Functions and methods should return data structures, not rendered HTML. Returning HTML encourages early escaping, HTML parsing, and mixed data processing and output. These are all security and performance issues.
What Could Go Wrong?
Assembling and handling strings of HTML complicates things as you’re no longer dealing directly with the data, but a particular form of it. This opens up a can of worms:
- HTML generated and returned by a method has to be early escaped, making it unclear if a variable is safe to output or not. Changes at a later point can introduce unsafe output.
- Returning HTML can also lead to problems of cache invalidation as templates change, cached HTML needs to be flushed, despite the data being shown not changing.
- This also requires that strings of HTML be joined together, leading to complexity.
- Retrieving data and figuring out what to display is slow. If markup is returned and cached, this work needs doing every time that data is being displayed differently.
Code that builds forms and complex layouts suffer badly from this, leading to performance and security problems
The Solution
Instead of returning HTML, return objects and arrays. Figuring out what to display is not the same as figuring out how to display it. Data structures are easier to cache, and can be reused and displayed in different ways.
Instead of:
echo get_form( 'test-form' );
Consider this:
$fields = get_form_data( 'test-form' ); display_form( $fields );
Here, get_form_data
is doing the hard work, and can be wrapped with calls to wp_cache_get
and wp_cache_set
for speed. We’ve also improved get_form
by separating out the data processing into another method, reducing complexity, and allowing us to write simple unit tests without parsing HTML.
A bonus to all of this, is that generating HTML and outputting it is fast! Retrieving stored data and handing it to a display function takes a trivial amount of time in comparison to a trip to the database, or a file read.
REST APIs and Javascript
The same is true of APIs accessed via the browser, scripts should request data, not HTML. Templates and markups should be included with the javascript and fleshed out at runtime.
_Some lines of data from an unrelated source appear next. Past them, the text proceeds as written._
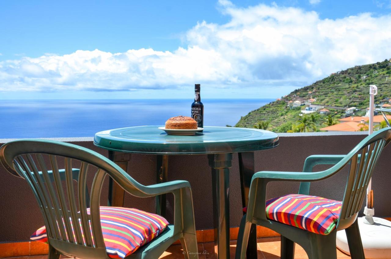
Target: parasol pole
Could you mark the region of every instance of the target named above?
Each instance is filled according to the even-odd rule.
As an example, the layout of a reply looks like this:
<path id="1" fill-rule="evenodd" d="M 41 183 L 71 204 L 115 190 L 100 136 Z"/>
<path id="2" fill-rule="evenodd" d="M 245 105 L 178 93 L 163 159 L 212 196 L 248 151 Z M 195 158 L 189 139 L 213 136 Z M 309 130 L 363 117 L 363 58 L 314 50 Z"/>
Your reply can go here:
<path id="1" fill-rule="evenodd" d="M 373 112 L 375 95 L 377 94 L 376 86 L 369 86 L 369 123 L 368 133 L 373 131 Z M 385 219 L 373 217 L 373 195 L 371 180 L 367 189 L 366 206 L 364 208 L 365 217 L 357 218 L 361 242 L 365 258 L 372 259 L 391 259 L 391 222 Z M 337 247 L 350 254 L 348 239 L 344 230 L 337 232 Z"/>
<path id="2" fill-rule="evenodd" d="M 375 112 L 375 96 L 377 94 L 377 87 L 375 85 L 369 86 L 369 125 L 368 134 L 370 135 L 373 133 L 373 115 Z M 373 192 L 372 191 L 372 178 L 369 180 L 369 183 L 367 188 L 366 206 L 364 209 L 364 213 L 365 218 L 364 223 L 365 224 L 373 225 L 373 215 L 375 209 L 373 206 Z"/>

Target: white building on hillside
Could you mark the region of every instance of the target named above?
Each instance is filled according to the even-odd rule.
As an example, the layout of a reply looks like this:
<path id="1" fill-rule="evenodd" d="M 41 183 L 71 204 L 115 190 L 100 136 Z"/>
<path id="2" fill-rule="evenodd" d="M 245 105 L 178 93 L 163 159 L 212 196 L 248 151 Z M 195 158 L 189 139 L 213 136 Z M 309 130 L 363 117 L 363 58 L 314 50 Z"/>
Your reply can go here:
<path id="1" fill-rule="evenodd" d="M 354 114 L 354 110 L 356 110 L 356 107 L 350 107 L 347 108 L 345 111 L 345 114 L 346 115 L 352 115 Z"/>

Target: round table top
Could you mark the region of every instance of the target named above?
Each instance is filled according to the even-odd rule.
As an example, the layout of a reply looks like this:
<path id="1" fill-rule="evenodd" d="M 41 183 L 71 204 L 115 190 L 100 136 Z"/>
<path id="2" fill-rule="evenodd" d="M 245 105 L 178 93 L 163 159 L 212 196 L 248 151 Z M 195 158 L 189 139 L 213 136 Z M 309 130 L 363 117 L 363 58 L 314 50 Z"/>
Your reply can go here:
<path id="1" fill-rule="evenodd" d="M 205 126 L 194 136 L 168 135 L 160 126 L 130 127 L 95 134 L 94 144 L 113 151 L 154 155 L 234 153 L 263 150 L 278 145 L 275 133 L 256 129 Z"/>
This is one of the strengths of the REST APIs and json structures, they make no assumptions about how your data will be displayed.
Returning HTML in AJAX requests leads to new problems, such as how to execute inline script tags, attaching event listeners, and hooking up logic. Returning data allows you to set up a placeholder item that can be filled in later, speeding up the user interface
So Data not HTML?
Data is expensive, but HTML isn’t. Cache your data, not your HTML. This is how REST APIs work, and it gives you the most flexibility, be it in javascript on the frontend, or server-side
Wow, never actually gave a thought to this, i.e. returning data and html can have totally different implications. Thanks Tom, appreciate your helpful advice. 🙂 🙂
What do you think about escaping your data and returning controlled HTML processed by a template parser?
This would be a final step before output, and the template parser would need to handle escaping as you can’t know in advance how your data is going to be used. E.g. you might use wp_kses_post to sanitise a description, but this won’t work in a tag attribute.
Even then, retrieving the information in the first place is the expensive part. Running it through a template parser to generate HTML shouldn’t be expensive. You’d also have to immediately output the template parsers return data assuming it gives trusted HTML else the variable could be modified elsewhere and is no longer trustable
Filters would occur after data has been retrieved and before template parses the content for final output.
Currently, I’ve been escaping within the data functions themselves. Most (if not all) of my data has already been escaped and is ready for output.
Then, with what ever information I want to allow manipulation, I escape returned filtered content before passed to template parser for final output.
I just like to be sure that the data has been escaped before it’s used. So if the data has been filtered it could possibly have been escaped twice before output. (The original and user manipulated).
I also try to only allow data to be manipulated, and not the HTML itself. Thoughts?
I’d be careful to avoid double escaping, and to do it once as close to the output as possible. The templating engine should be able to handle this, but I’ve never been a huge fan of templating engines inside PHP ( and they encourage users writing their own templates in the UI and all the problems that follow )